Washington’s flagship solution—the Mission Partner Environment—was elegant in concept. In practice, it became one of the most expensive diplomatic failures in alliance management history. The MPE is architecturally hegemonic by design: the US builds the network, sets the rules, controls access, and decides unilaterally what partners see and when. Partners are not architects. They are tenants. And tenants eventually find other landlords. The consequences of that design choice—in Afghanistan, the Gulf, and the Indo-Pacific—are structural: Washington’s answer to the sharing problem replicated the problem in digital form. Fortunately, that seems to be changing with Defense Information System Agency (DISA) Director, LTG Paul Stanton, and the newly appointed Acquisition Executive for the Mission Partner Environment, Nick Creswell, messaging a new direction and investments.
Threading through every historical failure is an export regulatory system built for the Cold War and never seriously reformed. ITAR and EAR licensing was designed to keep American military technology from adversaries. It has, with considerable unintended efficiency, also kept it from allies. Processing times routinely exceed twelve to eighteen months. Gulf officials say it plainly in private: Washington is their preferred partner because they realize that American military technology is still head and shoulders above the rest. Just look at the most recent surgical take-down of one of the region’s most feared military—much of Iran’s naval, air, ground, and nuclear assets were destroyed in mere days. But that very superiority sharpens the sharing paradox: the more advanced the technology becomes, the more restrictive the export regime that governs it, and the less accessible and unreliable Washington becomes as a partner. When procurement runs on eighteen-month political cycles and the American licensing process runs on a twenty-four-month administrative one, the arithmetic speaks for itself.

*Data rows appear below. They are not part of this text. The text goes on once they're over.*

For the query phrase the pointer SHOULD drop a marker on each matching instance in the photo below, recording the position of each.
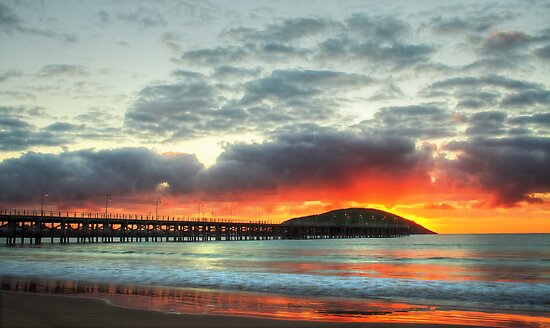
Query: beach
(462, 280)
(44, 311)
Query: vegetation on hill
(358, 216)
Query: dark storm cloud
(10, 23)
(511, 168)
(415, 121)
(320, 157)
(86, 174)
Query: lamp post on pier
(107, 200)
(44, 196)
(157, 208)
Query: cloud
(56, 70)
(6, 74)
(10, 23)
(487, 80)
(143, 17)
(195, 105)
(371, 52)
(369, 40)
(527, 98)
(485, 92)
(486, 123)
(543, 52)
(322, 157)
(87, 174)
(538, 119)
(285, 31)
(502, 42)
(17, 134)
(103, 18)
(414, 121)
(510, 168)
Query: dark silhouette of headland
(359, 216)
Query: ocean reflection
(203, 301)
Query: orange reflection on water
(199, 301)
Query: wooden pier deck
(35, 227)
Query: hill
(357, 216)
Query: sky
(438, 111)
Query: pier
(36, 227)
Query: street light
(44, 196)
(157, 208)
(107, 200)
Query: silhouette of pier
(66, 227)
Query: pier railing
(34, 226)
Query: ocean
(493, 280)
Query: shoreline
(21, 309)
(213, 306)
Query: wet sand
(40, 310)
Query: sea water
(500, 273)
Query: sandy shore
(40, 310)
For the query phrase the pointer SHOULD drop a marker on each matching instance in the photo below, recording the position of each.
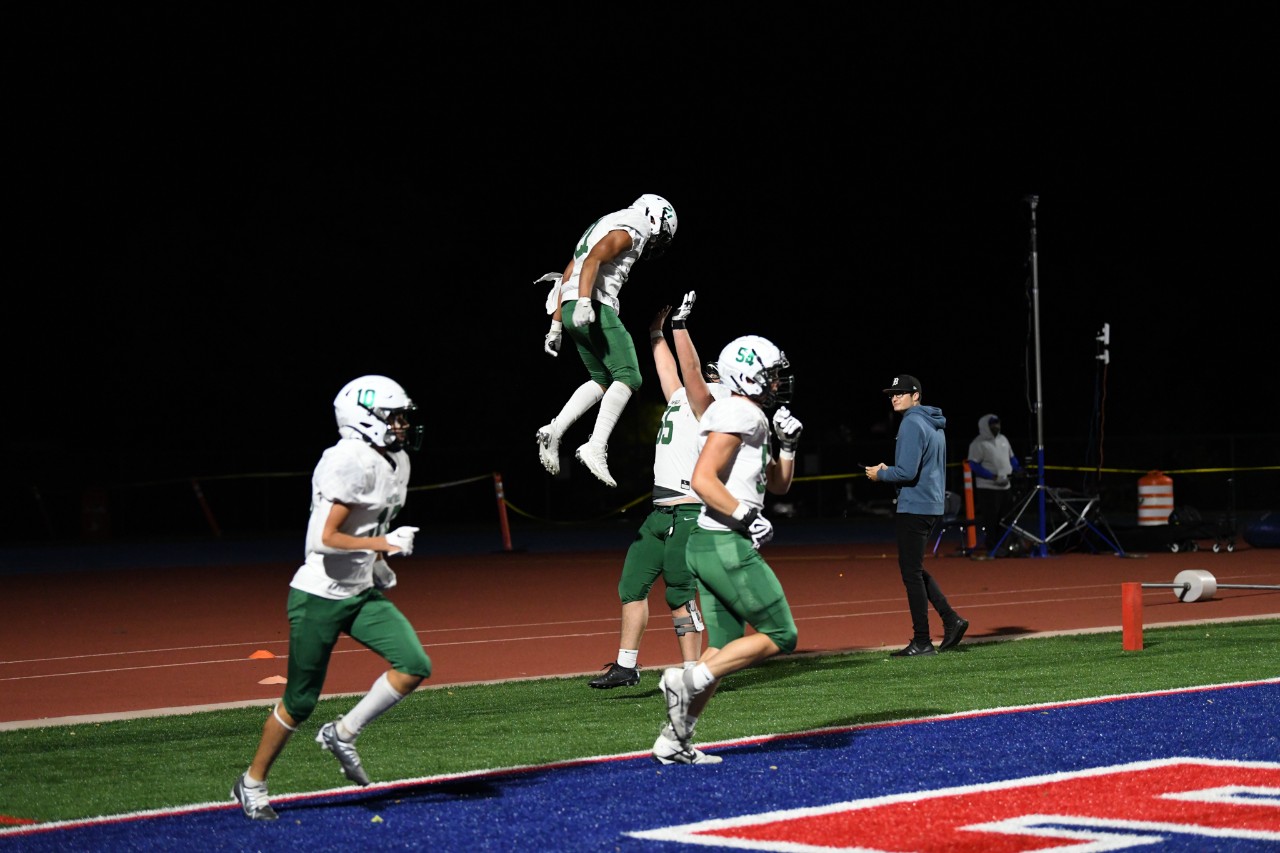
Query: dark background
(222, 215)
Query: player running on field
(735, 584)
(356, 489)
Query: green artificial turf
(85, 770)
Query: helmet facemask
(398, 433)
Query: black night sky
(220, 217)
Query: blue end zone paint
(593, 804)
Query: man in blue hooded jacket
(919, 475)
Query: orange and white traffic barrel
(1155, 498)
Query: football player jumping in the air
(588, 293)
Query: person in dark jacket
(919, 475)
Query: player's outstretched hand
(402, 539)
(551, 343)
(686, 308)
(384, 576)
(787, 427)
(760, 530)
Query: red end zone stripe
(1184, 796)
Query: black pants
(922, 589)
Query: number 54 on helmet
(755, 368)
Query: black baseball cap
(903, 384)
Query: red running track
(129, 642)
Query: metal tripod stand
(1075, 518)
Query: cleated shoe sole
(617, 675)
(343, 752)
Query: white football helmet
(753, 366)
(662, 224)
(370, 406)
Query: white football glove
(755, 527)
(384, 576)
(686, 308)
(787, 428)
(402, 538)
(552, 295)
(551, 343)
(584, 313)
(760, 529)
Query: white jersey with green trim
(352, 473)
(749, 470)
(613, 274)
(676, 447)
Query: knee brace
(691, 624)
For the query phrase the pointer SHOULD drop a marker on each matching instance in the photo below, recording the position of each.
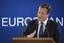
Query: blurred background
(13, 11)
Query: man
(43, 27)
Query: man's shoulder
(33, 21)
(53, 22)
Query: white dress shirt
(39, 24)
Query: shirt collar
(45, 22)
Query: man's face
(42, 14)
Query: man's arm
(58, 35)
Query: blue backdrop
(10, 9)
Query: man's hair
(47, 6)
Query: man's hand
(31, 35)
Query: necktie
(41, 30)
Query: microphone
(47, 30)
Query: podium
(32, 40)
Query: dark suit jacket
(51, 26)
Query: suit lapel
(45, 32)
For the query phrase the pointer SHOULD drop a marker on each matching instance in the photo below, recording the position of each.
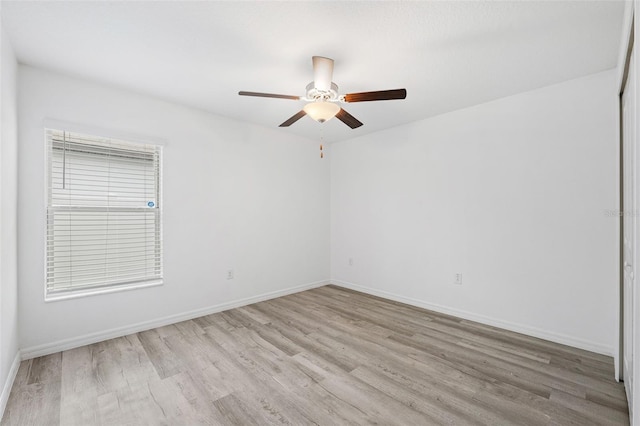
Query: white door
(630, 239)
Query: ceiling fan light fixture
(321, 111)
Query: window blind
(103, 213)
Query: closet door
(630, 230)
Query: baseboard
(63, 345)
(8, 384)
(507, 325)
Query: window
(103, 214)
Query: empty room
(319, 212)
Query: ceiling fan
(323, 98)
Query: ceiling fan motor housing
(314, 94)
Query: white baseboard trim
(8, 384)
(507, 325)
(87, 339)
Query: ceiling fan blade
(380, 95)
(348, 119)
(268, 95)
(322, 72)
(297, 116)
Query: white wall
(235, 196)
(511, 193)
(8, 209)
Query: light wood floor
(326, 356)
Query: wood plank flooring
(327, 356)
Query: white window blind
(103, 213)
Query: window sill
(98, 291)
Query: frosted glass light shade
(321, 111)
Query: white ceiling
(448, 55)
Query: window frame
(50, 208)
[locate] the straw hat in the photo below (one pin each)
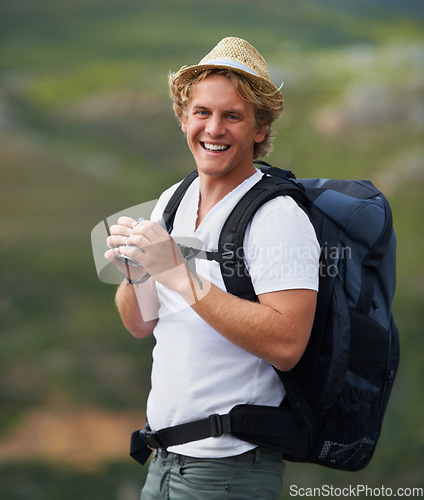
(236, 55)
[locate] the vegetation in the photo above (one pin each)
(86, 130)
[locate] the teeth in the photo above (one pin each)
(215, 147)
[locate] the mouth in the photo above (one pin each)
(214, 148)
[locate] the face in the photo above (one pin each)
(221, 129)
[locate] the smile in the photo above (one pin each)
(214, 147)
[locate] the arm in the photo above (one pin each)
(137, 304)
(276, 329)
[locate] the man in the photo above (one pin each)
(214, 350)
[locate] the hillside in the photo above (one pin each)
(86, 130)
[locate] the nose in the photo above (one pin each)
(215, 126)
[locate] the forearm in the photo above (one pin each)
(276, 336)
(138, 308)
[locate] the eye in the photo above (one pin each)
(201, 112)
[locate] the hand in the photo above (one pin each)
(160, 256)
(119, 234)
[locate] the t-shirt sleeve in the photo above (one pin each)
(157, 212)
(281, 248)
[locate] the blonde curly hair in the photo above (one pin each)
(267, 107)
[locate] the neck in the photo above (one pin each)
(214, 188)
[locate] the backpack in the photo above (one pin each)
(337, 394)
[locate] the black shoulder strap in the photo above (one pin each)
(230, 246)
(175, 200)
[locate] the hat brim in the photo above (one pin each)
(185, 74)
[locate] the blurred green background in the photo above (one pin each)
(86, 130)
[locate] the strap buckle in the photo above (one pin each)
(215, 425)
(151, 439)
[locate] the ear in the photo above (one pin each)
(184, 125)
(260, 134)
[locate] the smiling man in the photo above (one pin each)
(215, 350)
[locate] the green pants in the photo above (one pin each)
(257, 474)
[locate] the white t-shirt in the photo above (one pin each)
(196, 371)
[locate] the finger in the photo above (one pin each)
(117, 229)
(111, 254)
(116, 241)
(151, 230)
(134, 252)
(127, 221)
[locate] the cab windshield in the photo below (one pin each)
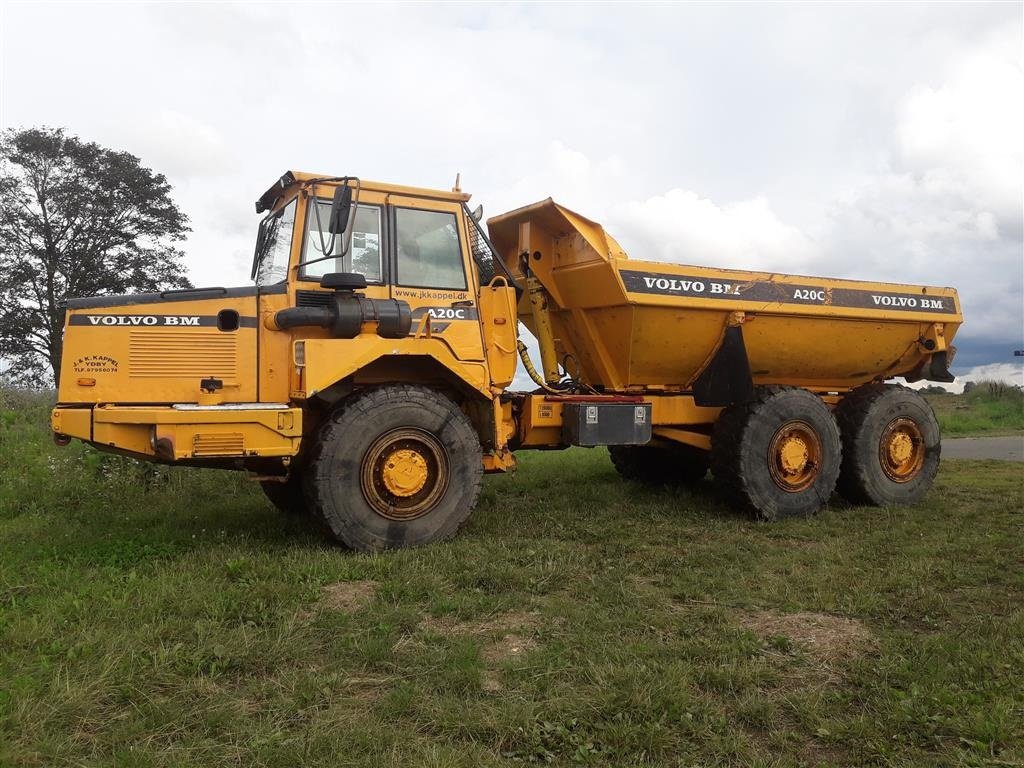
(273, 245)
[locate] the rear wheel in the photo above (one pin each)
(398, 466)
(778, 455)
(891, 445)
(659, 465)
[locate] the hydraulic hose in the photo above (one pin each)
(528, 365)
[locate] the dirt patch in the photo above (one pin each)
(516, 621)
(824, 637)
(504, 637)
(347, 596)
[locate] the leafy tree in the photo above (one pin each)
(76, 219)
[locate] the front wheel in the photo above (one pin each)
(397, 466)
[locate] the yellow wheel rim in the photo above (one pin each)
(404, 474)
(901, 450)
(795, 457)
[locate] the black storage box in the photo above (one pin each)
(606, 423)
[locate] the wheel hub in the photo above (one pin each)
(404, 474)
(901, 450)
(795, 457)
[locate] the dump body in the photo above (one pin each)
(642, 326)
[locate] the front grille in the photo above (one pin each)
(182, 353)
(313, 298)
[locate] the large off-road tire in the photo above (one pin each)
(287, 496)
(659, 465)
(777, 456)
(395, 466)
(891, 445)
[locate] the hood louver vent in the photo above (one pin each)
(313, 298)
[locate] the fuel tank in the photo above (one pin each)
(625, 325)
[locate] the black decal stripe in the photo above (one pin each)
(202, 321)
(198, 294)
(660, 284)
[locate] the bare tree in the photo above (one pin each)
(76, 219)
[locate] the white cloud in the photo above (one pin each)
(682, 226)
(1006, 373)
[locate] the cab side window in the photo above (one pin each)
(429, 253)
(365, 255)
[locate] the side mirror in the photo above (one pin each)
(340, 208)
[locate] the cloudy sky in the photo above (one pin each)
(879, 141)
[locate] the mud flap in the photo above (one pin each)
(727, 378)
(936, 368)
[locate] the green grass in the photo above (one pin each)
(989, 409)
(155, 617)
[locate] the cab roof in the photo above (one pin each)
(268, 199)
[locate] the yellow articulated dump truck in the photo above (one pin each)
(365, 377)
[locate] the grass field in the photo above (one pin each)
(155, 617)
(989, 409)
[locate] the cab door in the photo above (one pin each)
(431, 271)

GCC states are executing the largest military modernization programs in their histories—right now—locking in technical architectures and vendor relationships for a decade or more. Taiwan’s indigenous defense industry is producing increasingly capable sensor and C2 systems under genuine urgency. South Korea and Japan are expanding ISR footprints that create integration opportunities or fragmentation risks, depending entirely on whether Washington acts. America’s competitors understand what Washington has been slow to internalize: in this competition, speed is strategy. The nation that equips a partner’s sensor networks today shapes their threat picture for a generation. The clock is running. But the relationships, the technology, and the institutional frameworks—NATO, the Abraham Accords, the GCC and Indo-Pacific bilateral architectures—all exist. What does not yet exist is the American decision to lead through them. That decision cannot wait.